NEW YORK (HedgeWorld.com)–Debate is under way over the recent recommendation by Securities and Exchange Commission staff to require hedge fund managers to register as investment advisers. In particular, how broadly applicable the requirement will be is an open question.
While most observers expect SEC commissioners to take action on the long-expected proposal, there may be need to compromise. “There seems to be disagreement over whether or not managers should register,” said attorney Michael Tannenbaum of Tannenbaum Helpern Syracuse & Hirschtritt LLP, New York. “We’ll have to wait and see how that plays out.”
Lawyers say one option is to limit compulsory registration to managers that have funds for accredited investors and exclude from the mandate those that meet the higher “qualified purchaser” criterion of section 3(c)(7) of the Investment Company Act. Funds that use this exemption from having to register as an investment company are limited to individuals with at least US$5 million net worth and institutions with at least US$25 million.
These are sometimes referred to as the “super-sophisticated” group. By contrast, the current standard for accredited individuals in section 3(c)(1) funds is US$1 million. Many hedge fund managers run funds in both these categories.
Raising the Bar
David Scherl, managing partner of Morrison Cohen Singer & Weinstein LLP, New York, identified three underlying goals in the SEC staff report–to get all or most hedge funds on the SEC radar screen; to standardize reporting and disclosure requirements so that investors can more easily compare hedge funds; and to increase the financial threshold for investing in hedge funds.
Regulators apparently preferred to tackle the third issue indirectly–by having most of the industry register.
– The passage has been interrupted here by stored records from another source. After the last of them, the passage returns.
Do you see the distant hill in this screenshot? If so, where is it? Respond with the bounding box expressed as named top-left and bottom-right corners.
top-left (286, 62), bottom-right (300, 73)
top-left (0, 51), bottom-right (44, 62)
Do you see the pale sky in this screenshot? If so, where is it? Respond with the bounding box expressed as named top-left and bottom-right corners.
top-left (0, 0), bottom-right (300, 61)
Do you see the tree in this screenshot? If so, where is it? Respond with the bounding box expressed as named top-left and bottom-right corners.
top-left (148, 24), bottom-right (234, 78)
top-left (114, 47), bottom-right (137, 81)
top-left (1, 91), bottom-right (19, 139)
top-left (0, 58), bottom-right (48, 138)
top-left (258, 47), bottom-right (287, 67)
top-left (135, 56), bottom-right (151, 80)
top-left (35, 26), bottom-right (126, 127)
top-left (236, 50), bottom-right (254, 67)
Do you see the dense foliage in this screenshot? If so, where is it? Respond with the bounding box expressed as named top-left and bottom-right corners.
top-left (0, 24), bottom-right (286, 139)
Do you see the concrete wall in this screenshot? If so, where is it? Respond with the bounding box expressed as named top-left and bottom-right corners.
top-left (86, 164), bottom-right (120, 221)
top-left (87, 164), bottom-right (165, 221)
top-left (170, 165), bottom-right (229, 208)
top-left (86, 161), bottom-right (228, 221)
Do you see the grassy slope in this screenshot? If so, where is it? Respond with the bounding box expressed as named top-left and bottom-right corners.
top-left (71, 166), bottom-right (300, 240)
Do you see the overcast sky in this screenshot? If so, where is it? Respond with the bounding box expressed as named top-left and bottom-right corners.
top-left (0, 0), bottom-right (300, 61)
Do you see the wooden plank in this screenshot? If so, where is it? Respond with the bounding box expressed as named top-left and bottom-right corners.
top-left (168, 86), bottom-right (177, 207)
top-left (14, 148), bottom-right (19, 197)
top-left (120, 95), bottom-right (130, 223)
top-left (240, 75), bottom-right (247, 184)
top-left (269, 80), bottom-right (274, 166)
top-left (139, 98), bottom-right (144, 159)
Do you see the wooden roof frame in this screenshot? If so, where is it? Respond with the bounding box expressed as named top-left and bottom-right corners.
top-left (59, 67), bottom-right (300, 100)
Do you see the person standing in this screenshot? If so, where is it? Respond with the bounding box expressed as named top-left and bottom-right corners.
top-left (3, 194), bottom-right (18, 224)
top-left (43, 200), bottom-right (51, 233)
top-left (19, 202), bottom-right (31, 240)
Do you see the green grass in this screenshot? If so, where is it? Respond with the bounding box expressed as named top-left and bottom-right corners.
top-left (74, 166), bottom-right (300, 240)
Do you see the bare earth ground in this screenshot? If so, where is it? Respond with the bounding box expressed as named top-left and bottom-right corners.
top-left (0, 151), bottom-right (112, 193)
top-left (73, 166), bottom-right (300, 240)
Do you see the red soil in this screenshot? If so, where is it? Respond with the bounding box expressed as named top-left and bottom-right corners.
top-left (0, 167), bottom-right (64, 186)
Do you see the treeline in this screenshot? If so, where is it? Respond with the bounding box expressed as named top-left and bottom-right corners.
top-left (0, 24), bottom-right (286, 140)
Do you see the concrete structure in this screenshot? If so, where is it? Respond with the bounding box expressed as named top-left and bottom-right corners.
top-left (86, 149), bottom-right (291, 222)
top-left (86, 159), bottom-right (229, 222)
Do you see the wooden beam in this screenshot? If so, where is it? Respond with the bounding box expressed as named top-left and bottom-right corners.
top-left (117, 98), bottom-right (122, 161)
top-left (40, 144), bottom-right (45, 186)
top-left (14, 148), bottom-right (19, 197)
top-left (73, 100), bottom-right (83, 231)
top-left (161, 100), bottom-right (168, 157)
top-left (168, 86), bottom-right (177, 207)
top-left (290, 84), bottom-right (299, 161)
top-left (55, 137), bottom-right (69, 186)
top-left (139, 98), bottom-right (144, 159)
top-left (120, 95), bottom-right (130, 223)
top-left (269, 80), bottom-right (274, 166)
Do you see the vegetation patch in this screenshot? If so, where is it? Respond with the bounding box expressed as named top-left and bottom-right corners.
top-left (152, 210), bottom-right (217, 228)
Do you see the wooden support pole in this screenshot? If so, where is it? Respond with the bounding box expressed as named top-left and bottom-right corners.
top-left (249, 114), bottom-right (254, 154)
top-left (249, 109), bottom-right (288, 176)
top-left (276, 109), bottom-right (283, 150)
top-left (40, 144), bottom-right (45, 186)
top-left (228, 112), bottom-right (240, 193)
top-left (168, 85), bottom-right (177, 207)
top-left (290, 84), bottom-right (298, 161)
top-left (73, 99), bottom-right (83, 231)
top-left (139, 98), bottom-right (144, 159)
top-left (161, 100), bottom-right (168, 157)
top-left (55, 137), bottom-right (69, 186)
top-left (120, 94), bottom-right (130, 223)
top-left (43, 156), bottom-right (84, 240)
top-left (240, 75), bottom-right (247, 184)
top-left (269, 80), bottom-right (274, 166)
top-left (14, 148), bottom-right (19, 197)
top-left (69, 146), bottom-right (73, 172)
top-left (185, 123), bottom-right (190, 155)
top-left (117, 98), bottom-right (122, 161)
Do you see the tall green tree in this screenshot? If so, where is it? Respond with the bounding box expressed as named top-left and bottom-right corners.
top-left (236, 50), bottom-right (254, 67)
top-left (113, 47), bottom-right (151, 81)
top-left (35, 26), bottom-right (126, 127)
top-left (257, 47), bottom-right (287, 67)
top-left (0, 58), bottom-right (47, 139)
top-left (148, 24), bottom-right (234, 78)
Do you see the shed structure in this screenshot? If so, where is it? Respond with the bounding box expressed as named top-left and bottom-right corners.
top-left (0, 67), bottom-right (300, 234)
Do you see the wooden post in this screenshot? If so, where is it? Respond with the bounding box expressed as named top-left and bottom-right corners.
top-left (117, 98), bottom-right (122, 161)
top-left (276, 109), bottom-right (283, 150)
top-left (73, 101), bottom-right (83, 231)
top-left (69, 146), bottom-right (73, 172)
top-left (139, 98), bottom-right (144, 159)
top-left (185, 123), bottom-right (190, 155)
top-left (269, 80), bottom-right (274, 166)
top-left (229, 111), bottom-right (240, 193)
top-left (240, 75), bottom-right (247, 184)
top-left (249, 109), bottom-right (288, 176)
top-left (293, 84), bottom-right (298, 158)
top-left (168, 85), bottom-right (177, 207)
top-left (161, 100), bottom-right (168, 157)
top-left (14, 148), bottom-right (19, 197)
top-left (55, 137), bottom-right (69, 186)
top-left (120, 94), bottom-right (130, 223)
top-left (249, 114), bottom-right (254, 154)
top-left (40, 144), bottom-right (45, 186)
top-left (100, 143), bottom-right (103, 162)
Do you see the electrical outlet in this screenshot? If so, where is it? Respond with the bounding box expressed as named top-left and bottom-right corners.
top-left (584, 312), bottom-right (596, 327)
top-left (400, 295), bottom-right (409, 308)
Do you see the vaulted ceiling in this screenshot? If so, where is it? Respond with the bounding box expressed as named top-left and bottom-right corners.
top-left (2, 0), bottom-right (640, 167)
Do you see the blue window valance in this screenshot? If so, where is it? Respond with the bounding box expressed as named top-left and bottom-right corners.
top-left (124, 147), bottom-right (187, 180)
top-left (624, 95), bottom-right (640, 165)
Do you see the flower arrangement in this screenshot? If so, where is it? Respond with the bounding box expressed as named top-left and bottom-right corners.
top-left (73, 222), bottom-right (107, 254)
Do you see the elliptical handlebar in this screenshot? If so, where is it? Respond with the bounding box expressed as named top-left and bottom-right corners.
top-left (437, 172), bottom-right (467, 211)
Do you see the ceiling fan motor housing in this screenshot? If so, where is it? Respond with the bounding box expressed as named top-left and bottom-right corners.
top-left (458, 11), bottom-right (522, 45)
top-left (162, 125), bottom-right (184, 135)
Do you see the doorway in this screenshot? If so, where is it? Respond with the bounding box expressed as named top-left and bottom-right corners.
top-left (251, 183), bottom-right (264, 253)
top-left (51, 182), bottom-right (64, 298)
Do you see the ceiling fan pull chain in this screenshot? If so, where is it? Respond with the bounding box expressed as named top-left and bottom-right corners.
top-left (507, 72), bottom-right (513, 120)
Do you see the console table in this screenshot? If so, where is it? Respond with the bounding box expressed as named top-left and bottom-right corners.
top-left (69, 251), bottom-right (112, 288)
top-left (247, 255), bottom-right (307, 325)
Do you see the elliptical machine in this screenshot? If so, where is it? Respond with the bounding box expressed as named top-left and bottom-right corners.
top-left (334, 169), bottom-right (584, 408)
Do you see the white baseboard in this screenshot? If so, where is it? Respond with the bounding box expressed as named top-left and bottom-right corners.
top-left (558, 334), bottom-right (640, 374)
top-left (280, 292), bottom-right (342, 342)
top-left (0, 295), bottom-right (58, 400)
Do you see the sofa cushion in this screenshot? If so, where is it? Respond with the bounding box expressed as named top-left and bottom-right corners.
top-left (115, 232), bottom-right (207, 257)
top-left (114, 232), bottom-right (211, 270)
RIAs are not allowed to charge an incentive fee unless their clients have at least US$1.5 million net worth or $750,000 invested with the manager. That already sets the bar a little higher than the US$1 million accredited investor standard applied to non-registered investment advisers with 3(c)(1) funds.
As it stands, the registration proposal spreads its net wide, including any manager having more than 14 clients, with a new look-through provision that counts each investor as a client. Until now, each fund counted as a client.
A threshold for total assets under management also is recommended, possibly at US $25 million–managers below that would be exempted. But the definition is open, said Stephen Vine of Akin Gump Strauss Hauer & Feld LLP, New York, speaking at a panel.
At least two commissioners, as well as chairman William Donaldson, would have to approve any revision of current registration rules. It probably will be some time early next year before a final decision emerges. “We are still at a very early stage, and a lot needs to happen before this staff report results in new rules or amendments to the law,” said Mr. Scherl.